If I see some, I'll hook you up!


----------



## JohnnyFlake (May 31, 2006)

Aninjaforallseasons said:


> If I see some, I'll hook you up!


*Same with me!*


----------



## cw_mi (Aug 13, 2011)

Thanks guys !!


----------



## Rock31 (Sep 30, 2010)

will check when I am at the liquor store as well.


----------



## JohnnyFlake (May 31, 2006)

cw_mi said:


> Thanks guys !!


How much does that rum normally cost? I don't want to pay some ridiculous price for it!


----------



## jeepersjeep (Apr 27, 2011)

I'll check it out when I'm at the warehouse this Saturday. They have 1000 cases of everything it seems.

Like this?
http://www.rndrumreviews.com/RnDRumReviews/Tommy_Bahama_Golden_Sun.html



JohnnyFlake said:


> How much does that rum normally cost? I don't want to pay some ridiculous price for it!

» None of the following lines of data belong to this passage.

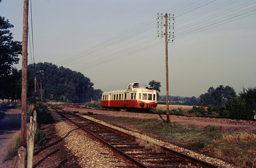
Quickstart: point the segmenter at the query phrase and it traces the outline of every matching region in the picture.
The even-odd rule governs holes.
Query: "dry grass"
[[[64,102],[60,102],[54,101],[48,101],[46,102],[46,103],[48,106],[55,106],[56,105],[61,105],[64,104]]]
[[[146,148],[152,148],[153,151],[157,152],[162,151],[160,146],[150,142],[141,139],[136,138],[136,142],[139,144],[139,145],[145,146]]]
[[[237,140],[256,141],[256,134],[248,134],[246,132],[239,132],[236,135],[223,135],[220,138],[223,141],[230,141]]]
[[[198,106],[196,106],[198,107]],[[184,105],[169,105],[169,109],[171,110],[173,109],[178,110],[179,108],[181,108],[185,111],[192,109],[193,106],[185,106]],[[157,110],[166,110],[166,105],[157,105],[156,106]]]

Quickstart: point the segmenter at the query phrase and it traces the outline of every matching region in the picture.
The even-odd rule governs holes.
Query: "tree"
[[[21,42],[12,40],[12,33],[9,29],[13,26],[4,19],[0,16],[0,78],[9,75],[12,66],[19,62],[22,48]]]
[[[15,90],[15,87],[12,87],[12,66],[18,63],[18,56],[22,51],[21,42],[12,40],[9,29],[13,27],[8,19],[5,20],[4,17],[0,16],[0,97],[3,99],[10,97]]]
[[[208,92],[201,94],[198,105],[207,106],[212,105],[217,107],[224,106],[225,103],[232,98],[236,97],[235,90],[228,85],[224,87],[220,85],[214,89],[211,87]]]
[[[161,86],[161,82],[158,81],[156,81],[155,80],[152,80],[148,82],[150,87],[156,91],[156,96],[157,98],[159,96],[159,93],[161,91],[160,90],[160,88]]]

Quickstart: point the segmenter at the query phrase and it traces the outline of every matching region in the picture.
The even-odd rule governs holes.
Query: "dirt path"
[[[16,109],[0,108],[5,113],[5,117],[0,120],[0,163],[20,132],[21,110]]]

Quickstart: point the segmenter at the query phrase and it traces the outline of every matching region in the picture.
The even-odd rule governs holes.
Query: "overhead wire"
[[[250,11],[250,12],[251,12],[251,11]],[[239,12],[238,12],[238,13],[239,13]],[[247,12],[247,13],[248,13],[248,12]],[[244,13],[244,14],[243,14],[243,14],[246,14],[246,13]],[[234,15],[234,14],[236,14],[236,13],[235,13],[235,14],[233,14],[232,15]],[[231,16],[231,15],[230,15],[230,16]],[[240,15],[239,15],[239,16],[240,16]],[[249,15],[248,15],[248,16],[249,16]],[[235,17],[237,17],[237,16],[235,16],[235,17],[232,17],[232,18],[228,18],[228,19],[226,19],[226,20],[224,20],[222,21],[221,21],[221,22],[224,21],[226,21],[226,20],[228,20],[228,19],[230,19],[230,18],[235,18]],[[225,18],[225,17],[224,17],[224,18]],[[219,20],[219,19],[218,19],[218,20]],[[230,22],[230,21],[229,21],[229,22]],[[218,23],[220,23],[220,22],[218,22]],[[227,22],[227,23],[228,23],[228,22]],[[223,24],[224,24],[224,23],[223,23]],[[210,26],[211,26],[211,25],[210,25]],[[205,28],[205,27],[203,27],[202,28]],[[90,67],[92,67],[92,66],[93,66],[93,65],[91,65],[91,66],[90,66]],[[85,68],[86,68],[86,67],[85,67]]]

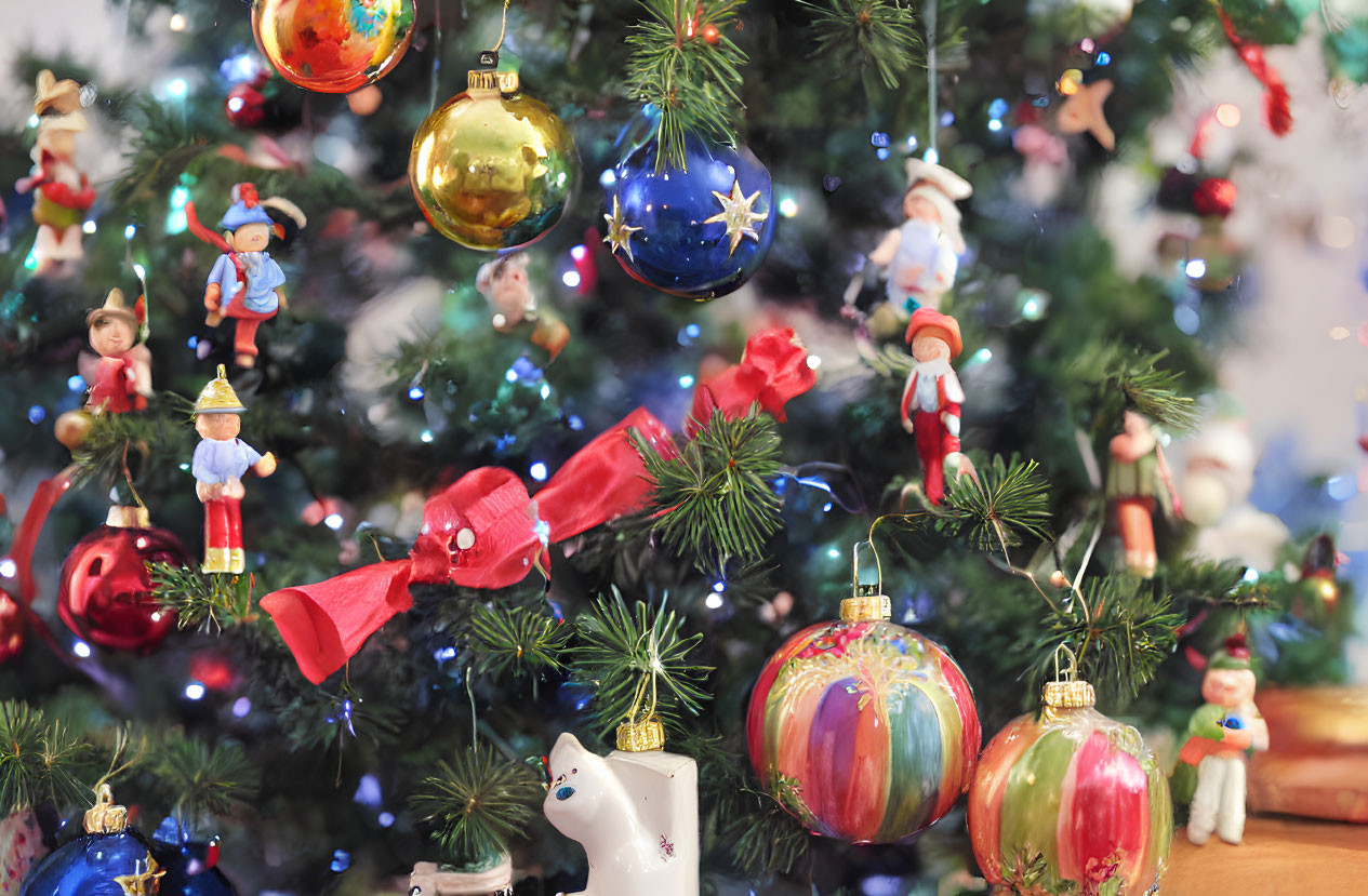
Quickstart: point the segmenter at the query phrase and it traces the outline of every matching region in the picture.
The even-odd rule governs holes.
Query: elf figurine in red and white
[[[86,410],[93,414],[142,410],[152,397],[152,353],[140,342],[145,334],[146,302],[140,295],[129,308],[123,291],[109,290],[104,306],[86,315],[96,360],[82,353],[81,376],[90,386]]]
[[[974,476],[974,466],[959,450],[959,416],[964,390],[951,361],[964,343],[959,321],[930,308],[918,308],[907,324],[912,369],[903,388],[903,428],[917,436],[922,458],[926,499],[940,503],[945,495],[945,469]]]
[[[1201,681],[1207,703],[1187,724],[1187,743],[1174,770],[1176,780],[1196,769],[1187,815],[1187,840],[1194,845],[1205,844],[1212,833],[1233,844],[1245,836],[1245,754],[1268,750],[1268,722],[1254,706],[1256,685],[1245,636],[1231,635],[1207,666]]]
[[[239,509],[246,494],[242,477],[248,469],[257,476],[275,472],[274,454],[261,454],[238,438],[242,431],[238,414],[245,410],[220,364],[218,379],[209,380],[194,402],[194,431],[202,439],[194,449],[190,472],[196,479],[194,494],[204,505],[204,572],[246,569]]]
[[[235,319],[234,360],[238,367],[249,368],[256,365],[257,327],[287,305],[280,290],[285,272],[265,250],[272,235],[285,238],[285,227],[272,220],[267,209],[279,209],[300,227],[308,222],[294,202],[279,196],[263,200],[252,183],[235,185],[231,198],[233,204],[219,220],[222,237],[200,224],[193,202],[186,202],[185,212],[190,233],[223,253],[204,287],[204,308],[208,311],[204,323],[218,327],[224,317]]]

This says 30 bucks if it's the correct one he's looking for.
http://www.rndrumreviews.com/RnDRumReviews/Tommy_Bahama_Golden_Sun.html


----------



## Guest (Oct 27, 2011)

This may only apply to the military postal service, but I believe shipping alcohol is illegal


----------



## JohnnyFlake (May 31, 2006)

Pale Horse said:


> This may only apply to the military postal service, but I believe shipping alcohol is illegal


So is shipping cigars - What's your point?


----------



## Poneill272 (Oct 29, 2010)

JohnnyFlake said:


> So is shipping cigars - What's your point?


After a conversation with the guy at my post office a while back, i found out that shipping cigars IS legal, cigarettes are not. Idk about alcohol, but....they can't see through the box! Lol!

If I see some, I'll hook ya up.


----------



## jeepersjeep (Apr 27, 2011)

I'll have mine trucked.


----------



## fiddlegrin (Feb 8, 2009)

I will look too :beerchug:

.


----------



## jeepersjeep (Apr 27, 2011)

Two stores down, no deal. I have two more in mind I'll check later.

So far all I came up with is a small bottle.
Tommy Bahama Golden Sun | eBay


----------



## cw_mi (Aug 13, 2011)

JohnnyFlake said:


> How much does that rum normally cost? I don't want to pay some ridiculous price for it!


I've paid as little as $23 and as much as $35 for a fifth



Pale Horse said:


> This may only apply to the military postal service, but I believe shipping alcohol is illegal


I thought it is only illegal if you are selling for a profit ? I will be donating the money for the "gift" of rum...



fiddlegrin said:


> I will look too :beerchug:
> 
> .


Thanks !



jeepersjeep said:


> Two stores down, no deal. I have two more in mind I'll check later.
> 
> So far all I came up with is a small bottle.
> Tommy Bahama Golden Sun | eBay


thanks man, and I'll hit up that ebay link !


----------



## jbgd825 (Aug 26, 2011)

Shipping alcohol is not "illegal" but USPS, UPS, and FEDEx, do not ship alcohol out of policy. I belong to several forums where members trade beer, so as long as you don't tell them "there's alcohol in here" than you'll be good. make sure it's packed correctly though so it doesn't break. Most people who ship will tell the post office it's vinegar, or olive oil, or some other kind of bottled liquid which the shipping entity will have no problem sending.


----------



## cw_mi (Aug 13, 2011)

A friend of mine pulled thru and got me a couple of 5th's !! He sent me this pick over the weekend.


----------